Что-то должно было измениться. Непременно.

Через час я посмотрел из окна моей квартиры в тёмный внешний мир. Там, за окном, через улицу набережной, за цепью уличных фонарей лежало ночной тушей нерастаявшее ещё море. Холодное море. И я напомнил себе:

— Ничего, ничего. Скоро весна.

Даже не разбирая вещей, я прошёл на кухню, выбрал нож с самым большим и широким лезвием. Он показался мне необходимым. Я понюхал блестящую сталь — и ничего не почувствовал. Нож ещё не созрел в состояние моего оружия. Мне захотелось его переделать. И этому лезвию требовался брат-близнец. А моим рукам — настоящие боевые инструменты.

То, без чего я обходился всю предыдущую жизнь, — оружие — стало вдруг необходимо мне, как естественная возможность преодоления слабости моего человеческого тела.

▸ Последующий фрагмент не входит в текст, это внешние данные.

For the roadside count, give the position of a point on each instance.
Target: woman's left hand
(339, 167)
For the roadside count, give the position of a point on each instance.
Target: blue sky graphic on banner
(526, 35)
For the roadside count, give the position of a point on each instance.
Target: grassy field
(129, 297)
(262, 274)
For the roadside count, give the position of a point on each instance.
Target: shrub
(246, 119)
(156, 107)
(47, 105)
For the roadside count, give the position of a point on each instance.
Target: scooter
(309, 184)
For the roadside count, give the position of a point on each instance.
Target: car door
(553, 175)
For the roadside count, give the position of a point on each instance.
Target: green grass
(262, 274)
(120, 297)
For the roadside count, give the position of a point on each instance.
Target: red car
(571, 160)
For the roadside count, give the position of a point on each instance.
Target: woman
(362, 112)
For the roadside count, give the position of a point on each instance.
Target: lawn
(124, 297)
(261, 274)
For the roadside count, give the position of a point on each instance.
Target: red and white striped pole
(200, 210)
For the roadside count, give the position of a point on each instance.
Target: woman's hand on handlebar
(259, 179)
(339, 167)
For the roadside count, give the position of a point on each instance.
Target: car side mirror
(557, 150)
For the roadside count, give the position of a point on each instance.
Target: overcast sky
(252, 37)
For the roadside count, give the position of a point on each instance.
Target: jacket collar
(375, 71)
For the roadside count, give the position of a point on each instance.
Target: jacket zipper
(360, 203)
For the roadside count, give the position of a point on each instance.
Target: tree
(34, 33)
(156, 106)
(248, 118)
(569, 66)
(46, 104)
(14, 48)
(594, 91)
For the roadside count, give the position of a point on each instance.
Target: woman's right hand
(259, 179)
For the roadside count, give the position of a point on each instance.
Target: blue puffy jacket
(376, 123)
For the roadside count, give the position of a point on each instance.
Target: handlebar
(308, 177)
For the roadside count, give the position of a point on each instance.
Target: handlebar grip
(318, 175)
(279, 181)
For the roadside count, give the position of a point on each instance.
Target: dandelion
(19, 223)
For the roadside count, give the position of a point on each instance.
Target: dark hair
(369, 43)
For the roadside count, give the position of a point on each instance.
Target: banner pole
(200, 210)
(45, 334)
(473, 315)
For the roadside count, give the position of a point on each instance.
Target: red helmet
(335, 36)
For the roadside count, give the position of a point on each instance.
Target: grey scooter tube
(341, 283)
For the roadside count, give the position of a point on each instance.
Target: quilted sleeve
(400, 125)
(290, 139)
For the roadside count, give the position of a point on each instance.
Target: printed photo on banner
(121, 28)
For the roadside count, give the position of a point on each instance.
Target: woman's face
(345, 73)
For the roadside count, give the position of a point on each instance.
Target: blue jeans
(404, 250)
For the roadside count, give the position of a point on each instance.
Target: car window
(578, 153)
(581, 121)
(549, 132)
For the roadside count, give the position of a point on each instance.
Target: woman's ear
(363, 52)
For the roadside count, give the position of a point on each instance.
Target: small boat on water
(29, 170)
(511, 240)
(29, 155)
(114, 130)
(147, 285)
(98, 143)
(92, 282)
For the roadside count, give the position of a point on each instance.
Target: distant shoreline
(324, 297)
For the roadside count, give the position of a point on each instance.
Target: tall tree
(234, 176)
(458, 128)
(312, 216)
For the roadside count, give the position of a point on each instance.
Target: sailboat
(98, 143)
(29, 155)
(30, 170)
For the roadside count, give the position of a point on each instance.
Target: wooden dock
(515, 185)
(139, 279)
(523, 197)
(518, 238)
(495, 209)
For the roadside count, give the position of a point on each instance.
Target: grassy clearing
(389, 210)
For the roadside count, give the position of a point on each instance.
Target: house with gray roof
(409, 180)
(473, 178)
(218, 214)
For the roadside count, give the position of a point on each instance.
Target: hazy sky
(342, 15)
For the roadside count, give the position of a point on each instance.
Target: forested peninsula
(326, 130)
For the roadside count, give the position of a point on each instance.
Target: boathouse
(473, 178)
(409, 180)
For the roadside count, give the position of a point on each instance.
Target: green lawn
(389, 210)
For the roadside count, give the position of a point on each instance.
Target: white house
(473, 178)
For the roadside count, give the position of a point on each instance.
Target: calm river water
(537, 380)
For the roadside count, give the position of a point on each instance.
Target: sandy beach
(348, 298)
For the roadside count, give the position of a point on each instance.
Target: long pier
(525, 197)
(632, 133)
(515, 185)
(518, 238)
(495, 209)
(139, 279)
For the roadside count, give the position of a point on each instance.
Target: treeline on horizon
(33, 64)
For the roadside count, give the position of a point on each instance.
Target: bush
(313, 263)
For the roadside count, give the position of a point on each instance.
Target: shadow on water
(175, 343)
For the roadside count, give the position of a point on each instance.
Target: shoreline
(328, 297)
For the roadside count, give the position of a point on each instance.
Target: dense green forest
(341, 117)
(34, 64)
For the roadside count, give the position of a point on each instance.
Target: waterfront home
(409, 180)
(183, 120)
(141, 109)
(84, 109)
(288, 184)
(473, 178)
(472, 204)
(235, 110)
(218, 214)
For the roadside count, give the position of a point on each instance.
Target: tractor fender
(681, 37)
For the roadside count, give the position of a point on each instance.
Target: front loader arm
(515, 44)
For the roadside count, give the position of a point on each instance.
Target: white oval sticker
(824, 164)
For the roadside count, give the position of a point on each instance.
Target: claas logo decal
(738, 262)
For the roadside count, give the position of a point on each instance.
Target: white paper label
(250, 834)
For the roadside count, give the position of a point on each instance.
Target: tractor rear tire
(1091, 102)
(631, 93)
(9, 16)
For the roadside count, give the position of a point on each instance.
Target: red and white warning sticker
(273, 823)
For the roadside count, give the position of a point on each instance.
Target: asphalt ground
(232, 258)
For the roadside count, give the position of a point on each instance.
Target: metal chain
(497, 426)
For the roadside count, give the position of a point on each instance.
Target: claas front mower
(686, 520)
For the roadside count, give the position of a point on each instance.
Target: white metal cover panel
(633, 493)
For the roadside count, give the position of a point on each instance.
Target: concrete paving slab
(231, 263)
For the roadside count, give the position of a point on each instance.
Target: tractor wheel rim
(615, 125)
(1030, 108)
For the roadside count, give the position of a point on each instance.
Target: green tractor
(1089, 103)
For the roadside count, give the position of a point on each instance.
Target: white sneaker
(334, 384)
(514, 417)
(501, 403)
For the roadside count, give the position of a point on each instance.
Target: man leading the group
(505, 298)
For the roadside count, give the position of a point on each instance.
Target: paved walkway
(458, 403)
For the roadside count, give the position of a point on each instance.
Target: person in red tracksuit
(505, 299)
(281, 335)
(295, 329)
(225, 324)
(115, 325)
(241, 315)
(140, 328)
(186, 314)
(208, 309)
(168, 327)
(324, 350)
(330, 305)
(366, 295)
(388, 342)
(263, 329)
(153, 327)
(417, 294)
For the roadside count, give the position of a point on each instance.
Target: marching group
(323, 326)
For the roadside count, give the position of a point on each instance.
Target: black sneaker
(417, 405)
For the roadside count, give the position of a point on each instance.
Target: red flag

Что-то уже менялось. Необратимо.

За стеной, на которой испытывала одиночество фотография моих человеческих родителей, в соседней квартире кто-то что-то напевал, и я знал, что поёт он не вслух — про себя, не выпуская из губ ни одного звука. И тем не менее я слышал.

Глава 8. Завоевание

Однажды я отдался подводному течению, и меня понесло через какие-то холмы. Ничего не делал, даже щупальцами не шевелил. Даже не охотился. Какая-то лёгкость охватила меня. И вот течением меня вывезло в обширную долину с редкими кучками скал, в которых наверняка притаились надежные пещеры.

Я сразу услышал и увидел, что долина густо населена — еды тут плавало и бегало по дну в изобилии. Но я также услышал, что у долины есть хозяин, такой же, как я — хищник, уверенный в себе. Мое тело сразу стало предельно осторожным и внимательным, и я вышел из течения на враждебную территорию. Не то, чтобы я хотел воевать, но как-то так получалось, что эта земля дна должна была стать землей моего самоутверждения.

Враг находился где-то рядом, его мысли распространялись шёпотом, похоже, что он засел в засаде, полузарылся в песок. Этот местный не уступал мне ни силой, ни размерами. Откормленный самец, долгое время хорошо и регулярно питавшийся, не то, что я — бродяга, живущий случайной добычей. Иногда, голодая, я даже худел, уменьшался в размерах — мой организм использовал собственную плоть, перерабатывал её в жизненную энергию. Уменьшаться от голода — очень унизительно. Голодать — унизительно до отчаяния. Вряд ли этот благополучный местный испытывал подобное.

Нервный импульс фиолетовостью пробежал по моему телу, я легко толкнулся вперёд и крикнул:

— Где ты, урод?! Выходи на бой!

— Ты умрёшь, — тихий хрип исходил откуда-то слева.

Я начал описывать плавную дугу влево. Двигался я медленно, но все мои сердца усиленно работали, в запас снабжая мускулы кислородом. Одновременно я изо всех сил выделял весь свой яд в чернильный мешок — ядовитые железы просто лопались от напряжения. Так я готовился и при этом не переставал сыпать оскорблениями, слыша, как местный наливается жёлтой яростью.

Наконец у меня получилось сказать что-то очень обидное, и я увидел левым глазом летящего на меня врага. Я тут же захлопнул жаберные щели, сжал их изо всех сил, чтобы не отравиться самому, одновременно из чернильного мешка выплюнул струю чернил, всю пропитанную ядом, и дёрнулся в сторону. Расчет оправдался — местный в чернильном облаке сначала промахнулся, но быстро сориентировался и развернулся. Мы сцепились, сплелись, закружились в драке, загребая песок дна телами, баламутя воду.